Historic Trout Lake Trestle, near Trout Lake, Colorado.
I was up in the San Juan mountain range in southwest Colorado again. Another high country fall season, another compelling reason to get back up there and experience it again.

For me the autumn colors of the aspen stands are the crowning glory of fall there. But there are many more subtle shades of color down low to the earth. Shrubs, forbs, grasses. Yellows, reds and browns set against the deep greens of the conifer trees.

For this photograph, I had been driving the forest road between Trout Lake and Lizard Head Pass. It pretty much follows the route of the historic railroad that ran there in the late 1800's. So it's an easy drive for any vehicle, since trains can't handle steep grades.

In this photo, I stopped to photograph the Trout Lake Trestle, with the mountain brook tumbling beneath it and one of the first snows of fall on the distant peaks.

Photo location: Uncompahgre National Forest south of Telluride, San Miguel County, Colorado.

© Copyright 2016 Stephen J. Krieg

Monday, September 19, 2016

Harvest Moon Over Cedar Mesa

Rise of the September Harvest Moon over White Mesa in southeast Utah. (Click on image for larger version).
For this month's Full Moon I had set up my tripod at Salvation Knoll on Utah Highway 95, between Blanding and Natural Bridges National Monument.

Salvation Knoll is a high point beneath towering red cliffs along the highway (at 7,110 feet) that affords sweeping views down across Cedar Mesa and even into southwest Colorado and northern Arizona.

The weather was favorable: clear and calm. In fact a bit more than favorable, in that some haze in the air would likely give the rising moon some color. Which it did.

Photo location: San Juan County, southeast Utah.

© Copyright 2016 Stephen J. Krieg

Friday, September 16, 2016

Utah Sunset: Monticello

The town of Monticello in southeast Utah sits at 7,000 feet and at the base of the Abajo Mountains. Small town atmosphere, clean air, and lots of outdoor recreation nearby on millions of acres of public land. Here is a recent sunset series from the edge of town.

© Copyright 2016 Stephen J. Krieg

Sunday, August 28, 2016

Chill Of An Early Fall?

Vermilion Peak, early snow, August 27.
This past week has been exceptionally cool for late August in Four Corners Country. Oh, sure, a weather anomaly can send you a respite from the summer heat for a day or two.

But not like this, and it looks to continue for a while at least.

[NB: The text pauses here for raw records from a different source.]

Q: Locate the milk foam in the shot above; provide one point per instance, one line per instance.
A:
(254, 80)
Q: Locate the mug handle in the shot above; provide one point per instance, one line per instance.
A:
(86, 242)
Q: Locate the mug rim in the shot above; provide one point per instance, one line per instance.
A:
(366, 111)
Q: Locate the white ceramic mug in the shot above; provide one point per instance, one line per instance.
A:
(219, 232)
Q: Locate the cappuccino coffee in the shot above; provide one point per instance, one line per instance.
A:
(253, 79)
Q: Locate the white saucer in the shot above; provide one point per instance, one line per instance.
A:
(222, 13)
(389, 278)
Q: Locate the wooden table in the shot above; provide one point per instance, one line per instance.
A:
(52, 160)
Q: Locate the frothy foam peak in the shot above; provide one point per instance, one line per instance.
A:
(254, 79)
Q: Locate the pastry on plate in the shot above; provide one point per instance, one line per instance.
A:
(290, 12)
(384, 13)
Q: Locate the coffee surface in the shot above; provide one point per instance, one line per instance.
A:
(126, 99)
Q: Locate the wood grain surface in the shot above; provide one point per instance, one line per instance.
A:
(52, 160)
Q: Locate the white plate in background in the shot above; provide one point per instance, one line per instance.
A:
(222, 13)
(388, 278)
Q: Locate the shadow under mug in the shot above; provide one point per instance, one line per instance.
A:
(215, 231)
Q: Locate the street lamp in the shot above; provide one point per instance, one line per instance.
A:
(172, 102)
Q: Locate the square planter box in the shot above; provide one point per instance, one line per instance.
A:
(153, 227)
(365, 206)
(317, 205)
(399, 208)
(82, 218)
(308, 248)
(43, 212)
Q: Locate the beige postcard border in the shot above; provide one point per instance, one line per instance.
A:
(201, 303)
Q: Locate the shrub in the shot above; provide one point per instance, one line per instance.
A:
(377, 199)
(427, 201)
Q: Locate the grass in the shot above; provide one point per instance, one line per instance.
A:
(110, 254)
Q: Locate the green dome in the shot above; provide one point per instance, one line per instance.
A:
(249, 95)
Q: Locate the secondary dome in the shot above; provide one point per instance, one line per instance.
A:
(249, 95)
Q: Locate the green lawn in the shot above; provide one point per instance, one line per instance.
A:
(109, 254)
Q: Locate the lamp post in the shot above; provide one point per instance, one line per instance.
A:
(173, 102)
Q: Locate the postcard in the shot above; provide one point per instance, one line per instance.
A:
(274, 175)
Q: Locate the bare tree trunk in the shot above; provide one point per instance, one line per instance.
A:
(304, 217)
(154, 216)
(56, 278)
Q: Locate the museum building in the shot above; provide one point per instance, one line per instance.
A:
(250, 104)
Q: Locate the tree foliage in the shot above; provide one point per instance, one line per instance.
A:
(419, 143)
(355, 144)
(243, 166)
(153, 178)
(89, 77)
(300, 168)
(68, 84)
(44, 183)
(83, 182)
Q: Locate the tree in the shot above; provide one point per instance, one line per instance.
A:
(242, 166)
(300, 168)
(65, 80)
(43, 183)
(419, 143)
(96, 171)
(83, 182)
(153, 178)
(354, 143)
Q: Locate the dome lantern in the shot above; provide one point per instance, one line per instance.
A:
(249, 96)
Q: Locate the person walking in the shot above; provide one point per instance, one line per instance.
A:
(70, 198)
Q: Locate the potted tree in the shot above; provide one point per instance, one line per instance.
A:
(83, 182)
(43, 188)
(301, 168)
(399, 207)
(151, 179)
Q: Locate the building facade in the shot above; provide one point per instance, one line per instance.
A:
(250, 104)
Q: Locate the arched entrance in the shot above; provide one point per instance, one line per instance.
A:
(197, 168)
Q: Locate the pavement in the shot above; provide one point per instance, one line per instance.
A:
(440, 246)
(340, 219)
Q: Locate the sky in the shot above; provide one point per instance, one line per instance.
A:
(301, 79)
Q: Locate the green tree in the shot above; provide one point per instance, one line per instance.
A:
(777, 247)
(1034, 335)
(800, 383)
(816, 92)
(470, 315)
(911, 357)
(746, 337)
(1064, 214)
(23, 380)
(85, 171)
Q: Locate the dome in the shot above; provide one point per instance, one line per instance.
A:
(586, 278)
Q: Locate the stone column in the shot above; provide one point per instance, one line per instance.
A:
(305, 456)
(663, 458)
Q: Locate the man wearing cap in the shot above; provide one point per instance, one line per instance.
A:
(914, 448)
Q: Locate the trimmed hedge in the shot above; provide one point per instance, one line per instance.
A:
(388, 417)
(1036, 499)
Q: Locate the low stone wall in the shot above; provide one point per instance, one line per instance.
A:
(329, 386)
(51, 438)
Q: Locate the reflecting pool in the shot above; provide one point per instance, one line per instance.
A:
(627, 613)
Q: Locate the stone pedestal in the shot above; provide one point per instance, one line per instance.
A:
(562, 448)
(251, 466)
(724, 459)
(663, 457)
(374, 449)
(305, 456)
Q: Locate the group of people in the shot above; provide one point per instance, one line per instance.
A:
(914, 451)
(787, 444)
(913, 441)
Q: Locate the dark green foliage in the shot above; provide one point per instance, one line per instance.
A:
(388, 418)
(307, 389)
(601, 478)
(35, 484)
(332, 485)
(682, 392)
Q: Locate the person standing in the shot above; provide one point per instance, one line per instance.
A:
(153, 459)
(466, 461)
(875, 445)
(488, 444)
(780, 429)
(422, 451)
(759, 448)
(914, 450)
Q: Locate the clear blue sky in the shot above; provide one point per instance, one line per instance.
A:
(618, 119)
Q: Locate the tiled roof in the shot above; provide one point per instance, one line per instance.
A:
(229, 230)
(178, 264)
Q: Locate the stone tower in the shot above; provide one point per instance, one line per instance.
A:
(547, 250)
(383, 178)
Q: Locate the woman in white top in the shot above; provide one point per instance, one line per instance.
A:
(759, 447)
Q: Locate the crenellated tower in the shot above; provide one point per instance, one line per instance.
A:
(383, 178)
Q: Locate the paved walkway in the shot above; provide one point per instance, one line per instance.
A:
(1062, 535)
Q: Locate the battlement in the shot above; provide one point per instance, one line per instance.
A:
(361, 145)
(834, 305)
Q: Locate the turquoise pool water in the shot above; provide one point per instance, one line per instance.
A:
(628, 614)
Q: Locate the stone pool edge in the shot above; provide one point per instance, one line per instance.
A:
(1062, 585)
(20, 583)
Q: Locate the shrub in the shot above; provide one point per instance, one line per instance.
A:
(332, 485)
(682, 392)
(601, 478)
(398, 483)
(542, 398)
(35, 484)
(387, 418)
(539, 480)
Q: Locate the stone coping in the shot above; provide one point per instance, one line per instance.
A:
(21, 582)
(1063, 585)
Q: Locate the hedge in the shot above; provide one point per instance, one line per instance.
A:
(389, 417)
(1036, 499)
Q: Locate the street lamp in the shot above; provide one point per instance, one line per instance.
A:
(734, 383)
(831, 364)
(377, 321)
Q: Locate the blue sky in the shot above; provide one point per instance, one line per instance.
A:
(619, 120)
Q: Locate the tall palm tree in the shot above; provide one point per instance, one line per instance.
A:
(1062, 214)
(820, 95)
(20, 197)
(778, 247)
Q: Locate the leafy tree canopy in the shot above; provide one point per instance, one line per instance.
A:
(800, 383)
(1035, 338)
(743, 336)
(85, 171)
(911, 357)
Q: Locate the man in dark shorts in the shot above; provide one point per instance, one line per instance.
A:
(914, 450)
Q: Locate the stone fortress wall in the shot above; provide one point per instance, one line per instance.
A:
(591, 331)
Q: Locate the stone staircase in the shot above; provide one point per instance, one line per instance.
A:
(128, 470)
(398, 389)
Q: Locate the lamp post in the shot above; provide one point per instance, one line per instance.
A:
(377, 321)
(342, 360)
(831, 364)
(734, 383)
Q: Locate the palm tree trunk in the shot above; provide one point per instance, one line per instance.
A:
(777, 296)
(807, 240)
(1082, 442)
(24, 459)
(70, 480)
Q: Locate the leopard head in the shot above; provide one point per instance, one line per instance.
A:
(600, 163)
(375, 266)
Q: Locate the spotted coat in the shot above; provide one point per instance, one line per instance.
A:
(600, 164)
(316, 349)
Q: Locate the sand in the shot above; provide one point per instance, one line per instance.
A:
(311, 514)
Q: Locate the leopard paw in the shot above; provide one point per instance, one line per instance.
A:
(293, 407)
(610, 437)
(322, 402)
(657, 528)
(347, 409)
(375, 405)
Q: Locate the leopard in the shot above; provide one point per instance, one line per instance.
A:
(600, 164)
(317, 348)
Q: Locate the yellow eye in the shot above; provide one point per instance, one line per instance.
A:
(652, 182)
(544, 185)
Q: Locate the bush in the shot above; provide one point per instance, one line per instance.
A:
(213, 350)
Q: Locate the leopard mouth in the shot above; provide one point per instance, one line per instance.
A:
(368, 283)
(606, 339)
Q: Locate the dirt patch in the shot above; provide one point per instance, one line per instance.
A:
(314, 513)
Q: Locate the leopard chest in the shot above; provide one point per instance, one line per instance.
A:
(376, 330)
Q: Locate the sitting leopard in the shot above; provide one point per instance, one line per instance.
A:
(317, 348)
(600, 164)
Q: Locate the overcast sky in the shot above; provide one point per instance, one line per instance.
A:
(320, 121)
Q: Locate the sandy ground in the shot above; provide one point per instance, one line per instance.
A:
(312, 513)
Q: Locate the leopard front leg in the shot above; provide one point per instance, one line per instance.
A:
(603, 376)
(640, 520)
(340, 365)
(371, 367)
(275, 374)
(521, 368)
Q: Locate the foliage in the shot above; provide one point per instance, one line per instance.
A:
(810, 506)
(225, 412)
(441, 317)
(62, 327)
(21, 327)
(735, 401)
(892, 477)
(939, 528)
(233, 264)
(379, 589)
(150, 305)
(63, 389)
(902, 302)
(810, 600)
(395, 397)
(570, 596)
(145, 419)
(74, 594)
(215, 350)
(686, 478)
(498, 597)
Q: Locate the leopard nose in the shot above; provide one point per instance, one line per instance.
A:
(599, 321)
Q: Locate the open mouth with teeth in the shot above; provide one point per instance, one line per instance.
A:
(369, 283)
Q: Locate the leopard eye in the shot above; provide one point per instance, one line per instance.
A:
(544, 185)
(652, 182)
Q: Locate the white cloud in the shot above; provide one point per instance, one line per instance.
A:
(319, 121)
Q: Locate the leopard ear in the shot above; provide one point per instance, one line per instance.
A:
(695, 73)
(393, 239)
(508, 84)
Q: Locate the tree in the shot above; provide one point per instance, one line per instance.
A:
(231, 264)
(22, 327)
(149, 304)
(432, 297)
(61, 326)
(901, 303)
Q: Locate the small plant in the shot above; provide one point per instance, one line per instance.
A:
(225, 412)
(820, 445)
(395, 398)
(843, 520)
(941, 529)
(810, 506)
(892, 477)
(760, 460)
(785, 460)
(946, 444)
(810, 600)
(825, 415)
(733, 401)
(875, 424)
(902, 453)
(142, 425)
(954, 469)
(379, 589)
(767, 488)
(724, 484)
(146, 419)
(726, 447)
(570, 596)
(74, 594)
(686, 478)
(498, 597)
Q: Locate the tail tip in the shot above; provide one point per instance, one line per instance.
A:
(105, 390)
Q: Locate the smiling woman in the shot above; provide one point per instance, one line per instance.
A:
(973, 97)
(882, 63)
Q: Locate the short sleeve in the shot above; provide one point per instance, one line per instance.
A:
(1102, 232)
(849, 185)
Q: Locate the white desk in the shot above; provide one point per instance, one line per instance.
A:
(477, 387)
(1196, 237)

Thus when I returned to Lizard Head Pass in southwest Colorado's San Juan Mountains I probably should not have been wearing shorts and a t-shirt. As I drove higher and higher up the Dolores River watershed, that became clearer and clearer. At the pass, it was hailing. Then cold rain. Then a break before repeating again and again.

A muddy campsite. Clouds shifting around the high peaks delightedly. Changing to warmer clothing. Cooking up a campsite stew, and coffee. Retreating to the vehicle in the hail and rain.

Savoring the views. Appreciating the experience.

© Copyright 2016 Stephen J. Krieg

Wednesday, August 24, 2016

Moonset Over Navajo Mountain

Full Moon moonset at dawn over Navajo Mountain.
I was on the southern rim of Cedar Mesa in southeast Utah for the August Full Moon.

The weather was pleasant enough for this time of year, breezy and not very hot. Wonderful for mid August. But it was semi-overcast on the eastern horizon, so my moonrise shots were brief, through a gap in the clouds.

I was camped on the rim, 1,000 feet above the San Juan River valley near Mexican Hat, and for most of the night got to enjoy a moonlit night.

At dawn it was clear, so I got up and waited for moonset. It looked like the moon was going to set right behind Navajo Mountain far to the southwest in Arizona.

And just as the almost risen sun tinged the moon a slight pink, I made this shot. I waited to see if I could get one of it actually starting to disappear behind Navajo Mountain, but a thin cloud bank on the western horizon made the moon disappear that much too early.

Photo location: Cedar Mesa, San Juan County, Utah.